In secondo luogo, occorre considerare che i giovani, ancorché non si misurino con il rischio della bocciatura, si esibiscono di fronte a quella severissima commissione d’esame che è composta dai social, da cui dipende la loro sempre più fragile identità. Gli esami, dunque, non sono più la prova del fuoco della preparazione scolastica, ma non per questo sono diventati rassicuranti: essi pongono in gioco l’immagine personale e la sostanza di chi pensa di essere ciascun adolescente.

Qui entra in gioco la funzione dell’altro. Da sempre gli altri, nei contesti familiari, amicali e lavorativi, rappresentano uno specchio che serve a costituire la nostra identità, ma con i social gli altri sono un mondo iperesteso e con un ruolo preponderante, dove il giudizio si risolve con un like o nella sua negazione. E quel giudizio può essere impietoso. L’attuale angoscia per gli esami, dunque, si scatena a fronte delle aspettative che ciascuno nutre su di sé e la cui frustrazione può produrre il senso di un doloroso fallimento.

Se ne ha prova nel fatto che il contenzioso giudiziario, in questi ultimi anni, non si è affatto ridotto in proporzione alle bocciature e anzi, secondo alcune fonti giornalistiche come Sky TG24, è cresciuto.

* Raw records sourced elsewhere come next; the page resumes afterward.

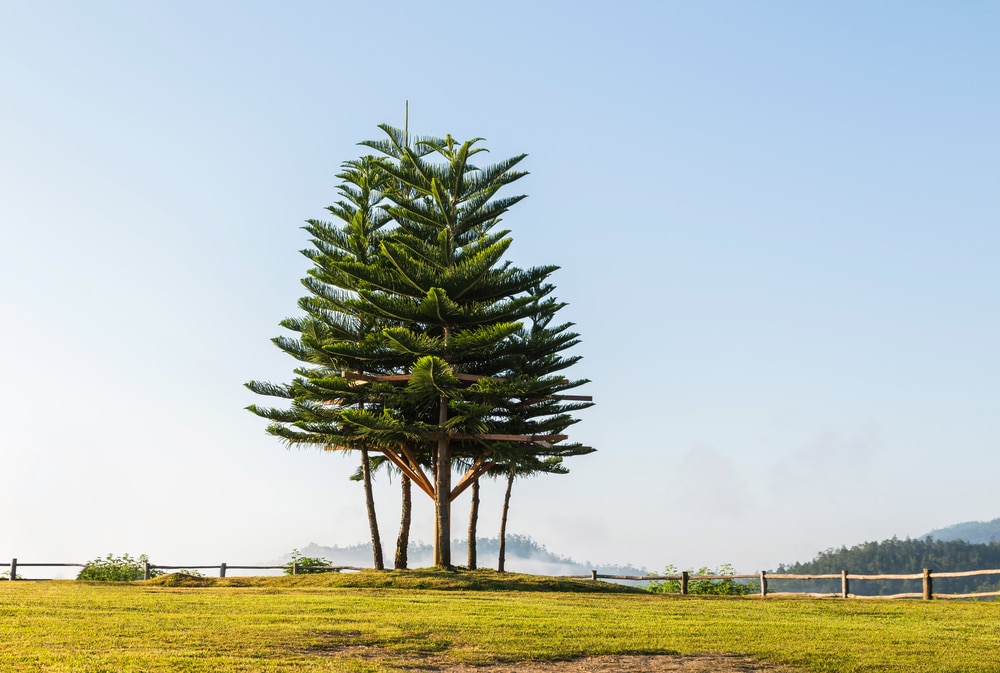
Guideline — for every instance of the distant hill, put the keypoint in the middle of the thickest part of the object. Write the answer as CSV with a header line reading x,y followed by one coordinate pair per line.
x,y
978,532
522,555
903,557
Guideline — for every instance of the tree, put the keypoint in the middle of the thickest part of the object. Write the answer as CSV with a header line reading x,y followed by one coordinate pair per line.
x,y
425,333
327,318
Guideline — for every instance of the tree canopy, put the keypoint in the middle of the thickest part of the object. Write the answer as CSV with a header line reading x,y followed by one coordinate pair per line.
x,y
419,341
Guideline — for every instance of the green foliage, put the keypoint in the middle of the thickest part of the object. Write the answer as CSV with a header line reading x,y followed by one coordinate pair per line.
x,y
116,569
307,565
722,586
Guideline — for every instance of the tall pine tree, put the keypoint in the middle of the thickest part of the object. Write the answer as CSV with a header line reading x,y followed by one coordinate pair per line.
x,y
429,333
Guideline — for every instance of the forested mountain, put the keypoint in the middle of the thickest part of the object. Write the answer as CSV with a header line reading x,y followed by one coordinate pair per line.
x,y
523,554
981,532
895,556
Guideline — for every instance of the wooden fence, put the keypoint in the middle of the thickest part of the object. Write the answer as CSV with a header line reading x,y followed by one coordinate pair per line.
x,y
147,567
927,578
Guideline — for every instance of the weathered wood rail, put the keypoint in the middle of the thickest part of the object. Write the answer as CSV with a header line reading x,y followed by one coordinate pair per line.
x,y
927,578
146,567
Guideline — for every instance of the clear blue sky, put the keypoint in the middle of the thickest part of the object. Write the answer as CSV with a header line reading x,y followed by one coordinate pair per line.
x,y
777,224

Ciò accade, ad esempio, in Toscana, di fronte al Tar regionale. Ma oggi si ricorre soprattutto per un voto inadeguato.

La posta in gioco degli esami è data dalle attese personali, quelle da cui scaturisce l’immagine che i giovani hanno di sé stessi e su cui si costruisce l’identità sempre più "onlife". Un’immagine che può essere dolorosamente inadeguata per i giovani e soprattutto per le famiglie, le cui attese, particolarmente se frustrate, si riversano, devastanti, sulla crescita dei figli stessi. Generalmente, al termine della prova orale conclusiva degli esami di Stato, si chiede ai giovani cosa intendono fare in futuro, ma la domanda più adeguata dovrebbe essere se il percorso scolastico li ha aiutati a crearsi - con lo studio - un’identità personale, atta a dare senso alle loro esperienze e all’educazione ricevuta. Più che chiedere dove andranno, gioverebbe cercare di conoscere da dove e come sono arrivati all’esame.

I tempi cambiano, ma non sempre i mutamenti sociali sono colti nella loro profondità dal sistema normativo della scuola. L’esame di Stato non è più adeguato e andrebbe quanto meno riformato unitamente alla scuola stessa, i cui risultati a livello internazionale lasciano molto a desiderare. Se dovessimo indicare una direzione, dovrebbe essere quella di ricostituire l’alleanza tra adulti - docenti e genitori - che fino a qualche decennio fa garantiva il ruolo sociale delle scuole. Prima, tuttavia, la scuola va riformata soprattutto nel suo sistema interno di governance (i decreti delegati risalgono al 1974, più di mezzo secolo fa e l’autonomia scolastica a 25 anni fa), che ormai non funziona più. Così potremmo rendere le scuole più vive e attente all’attualità.